The model spit out the same conclusion for each dataset: no relationship whatsoever.
Then they started futzing with the original data. For instance, in some cases they offset the time series so that policy changes immediately preceded changes in mortality. Again: no relationship, according to the model.
Then, they simply plugged a whole bunch of random numbers into the model — literal noise. Hilariously, the model was more likely to assign significance to those completely random relationships.
Finally they reached out to the authors: could they maybe supply some data where the model would correctly identify a clear significant relationship? To their credit, the authors obliged and sent some hypothetical data where they model did what you’d expect it to.

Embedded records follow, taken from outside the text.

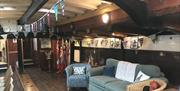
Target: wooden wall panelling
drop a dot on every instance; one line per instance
(11, 46)
(168, 61)
(55, 54)
(20, 55)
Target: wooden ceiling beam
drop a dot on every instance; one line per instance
(15, 3)
(101, 10)
(11, 13)
(80, 5)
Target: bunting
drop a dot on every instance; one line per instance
(56, 11)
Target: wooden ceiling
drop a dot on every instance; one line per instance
(18, 6)
(76, 10)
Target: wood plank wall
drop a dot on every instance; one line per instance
(168, 61)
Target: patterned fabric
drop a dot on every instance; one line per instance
(78, 80)
(79, 70)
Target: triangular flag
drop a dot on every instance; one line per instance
(56, 11)
(62, 6)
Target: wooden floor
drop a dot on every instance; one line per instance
(46, 81)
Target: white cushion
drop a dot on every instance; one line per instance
(79, 70)
(141, 77)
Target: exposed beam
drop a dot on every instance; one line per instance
(80, 5)
(34, 7)
(11, 13)
(73, 9)
(102, 9)
(15, 3)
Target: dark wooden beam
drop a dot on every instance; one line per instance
(136, 9)
(163, 7)
(33, 8)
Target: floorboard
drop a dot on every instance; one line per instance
(46, 81)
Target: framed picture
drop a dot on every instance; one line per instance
(45, 43)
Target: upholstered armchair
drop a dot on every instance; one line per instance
(77, 80)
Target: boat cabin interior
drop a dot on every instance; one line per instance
(89, 45)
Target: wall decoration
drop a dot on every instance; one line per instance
(133, 42)
(45, 43)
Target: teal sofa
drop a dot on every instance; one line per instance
(100, 82)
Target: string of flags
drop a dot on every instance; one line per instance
(46, 18)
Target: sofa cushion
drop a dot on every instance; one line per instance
(101, 80)
(150, 70)
(109, 71)
(112, 62)
(80, 79)
(118, 85)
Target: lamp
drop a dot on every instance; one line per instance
(30, 35)
(21, 35)
(105, 18)
(11, 36)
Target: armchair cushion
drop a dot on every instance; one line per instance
(78, 80)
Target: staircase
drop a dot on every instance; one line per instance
(28, 62)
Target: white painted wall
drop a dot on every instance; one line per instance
(163, 42)
(9, 25)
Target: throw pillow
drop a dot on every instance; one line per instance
(154, 85)
(79, 70)
(109, 71)
(141, 76)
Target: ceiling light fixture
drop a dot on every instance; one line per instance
(105, 18)
(105, 2)
(7, 8)
(47, 10)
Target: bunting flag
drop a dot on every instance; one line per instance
(62, 6)
(56, 11)
(49, 19)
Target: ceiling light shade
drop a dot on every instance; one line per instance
(105, 18)
(106, 2)
(21, 35)
(54, 37)
(11, 36)
(30, 35)
(39, 35)
(1, 37)
(7, 8)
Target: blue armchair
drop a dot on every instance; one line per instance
(74, 80)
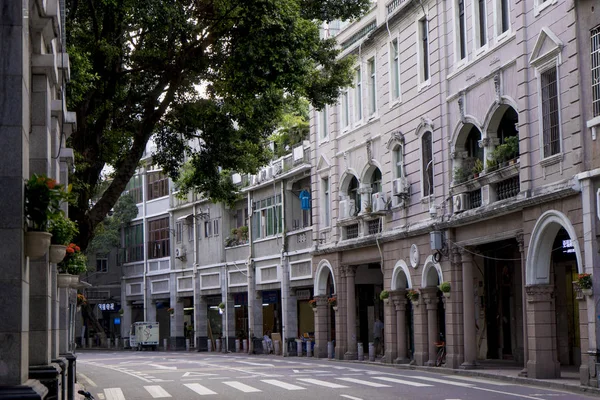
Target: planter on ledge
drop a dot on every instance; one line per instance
(37, 244)
(57, 253)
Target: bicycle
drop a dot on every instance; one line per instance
(441, 356)
(86, 395)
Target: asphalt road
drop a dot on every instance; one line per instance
(129, 375)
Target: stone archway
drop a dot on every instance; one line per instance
(542, 360)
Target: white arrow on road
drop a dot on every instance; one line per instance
(161, 366)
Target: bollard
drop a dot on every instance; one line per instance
(361, 352)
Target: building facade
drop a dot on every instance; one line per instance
(461, 154)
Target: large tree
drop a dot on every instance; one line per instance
(208, 79)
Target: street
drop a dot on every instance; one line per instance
(132, 375)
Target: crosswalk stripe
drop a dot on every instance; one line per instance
(282, 385)
(478, 380)
(366, 383)
(198, 388)
(322, 383)
(388, 379)
(157, 391)
(426, 378)
(114, 394)
(242, 387)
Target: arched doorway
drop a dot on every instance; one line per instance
(553, 258)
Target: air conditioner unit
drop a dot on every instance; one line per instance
(400, 187)
(347, 209)
(460, 202)
(378, 203)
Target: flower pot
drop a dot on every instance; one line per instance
(37, 244)
(57, 253)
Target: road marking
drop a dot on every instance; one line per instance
(258, 364)
(87, 379)
(477, 380)
(157, 391)
(426, 378)
(366, 383)
(522, 396)
(114, 394)
(161, 366)
(201, 390)
(242, 387)
(282, 385)
(387, 379)
(322, 383)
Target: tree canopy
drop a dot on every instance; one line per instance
(209, 80)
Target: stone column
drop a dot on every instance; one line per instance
(470, 331)
(400, 308)
(321, 326)
(390, 328)
(341, 344)
(541, 329)
(431, 303)
(351, 351)
(521, 243)
(454, 314)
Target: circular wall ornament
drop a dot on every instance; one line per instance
(414, 255)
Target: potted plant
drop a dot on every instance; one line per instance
(74, 263)
(332, 302)
(413, 296)
(585, 283)
(63, 230)
(477, 167)
(445, 288)
(42, 202)
(385, 296)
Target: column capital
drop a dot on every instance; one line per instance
(539, 293)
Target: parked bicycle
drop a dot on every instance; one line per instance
(441, 357)
(87, 395)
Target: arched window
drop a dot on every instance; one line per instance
(376, 181)
(354, 194)
(427, 163)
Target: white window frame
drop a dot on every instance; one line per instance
(358, 102)
(541, 5)
(345, 110)
(498, 20)
(323, 124)
(457, 36)
(395, 82)
(539, 70)
(421, 56)
(478, 46)
(326, 201)
(372, 87)
(178, 232)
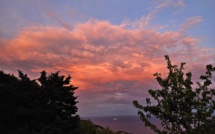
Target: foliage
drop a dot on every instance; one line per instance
(44, 106)
(180, 107)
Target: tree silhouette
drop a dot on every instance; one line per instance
(31, 107)
(179, 107)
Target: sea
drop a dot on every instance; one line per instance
(127, 123)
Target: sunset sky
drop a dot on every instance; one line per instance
(111, 48)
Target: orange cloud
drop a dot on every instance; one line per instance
(98, 52)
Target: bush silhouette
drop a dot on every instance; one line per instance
(180, 107)
(46, 105)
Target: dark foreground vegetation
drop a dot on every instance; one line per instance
(47, 105)
(181, 108)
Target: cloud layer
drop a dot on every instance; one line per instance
(110, 63)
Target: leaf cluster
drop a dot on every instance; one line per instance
(180, 107)
(45, 105)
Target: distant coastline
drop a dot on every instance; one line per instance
(128, 123)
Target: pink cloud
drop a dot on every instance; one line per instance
(100, 52)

But then, Meyerowitz-Katz and his colleagues did something really sneaky: they applied a tiny bit of random noise to the data. If a value was “2,” for instance, they’d randomly change it to something like “2.0003” or “1.997.” Changes so tiny you can’t even see them in the chart below, and which shouldn’t affect any sane assessment of the data’s significance. But shockingly, these changes totally reversed the computer model’s ruling, causing it to pronounce the the relationship non-significant.
“To us,” Meyerowitz-Katz and his colleagues write, “the outcomes of these experiments indicate that the proposed method (a) cannot reliably detect an effect of mobility on mortality even if it should exist, (b) cannot distinguish meaningful data from random data, and (c) is highly susceptible to noise in the data.”
They conclude with the understatement of the year: “Overall, this seems to make the approach unsuitable for the task at hand.”
They weren’t the only ones documenting massive issues with the paper’s methodology. A mathematician at the University of California published the results of his own experiments with the model, proving that it is definitionally incapable of producing anything but random noise.
All this was too much for the journal’s editors, who pulled the plug on the lockdown paper on December 14.
It’s tempting to ask how something like this would even get published in the first place — this is precisely the sort of thing that the peer review process is supposed to prevent in the first place. But the reviewers missed this — a giant, sucking void in the methodology section that outside observers picked up on almost immediately. I’m not sure why that is.
Often, in statistical work, you have to manipulate your data a bit — do things to tease out important differences that may be hard to see otherwise. But there’s “massaging the data” and then there’s what happened here, which is more like “mugging the data in a dark alley, driving it to an abandoned warehouse, and waterboarding it until it tells you what you want to hear.”
As the watchdog group RetractionWatch notes, that makes this research the 202nd retracted Covid paper so far.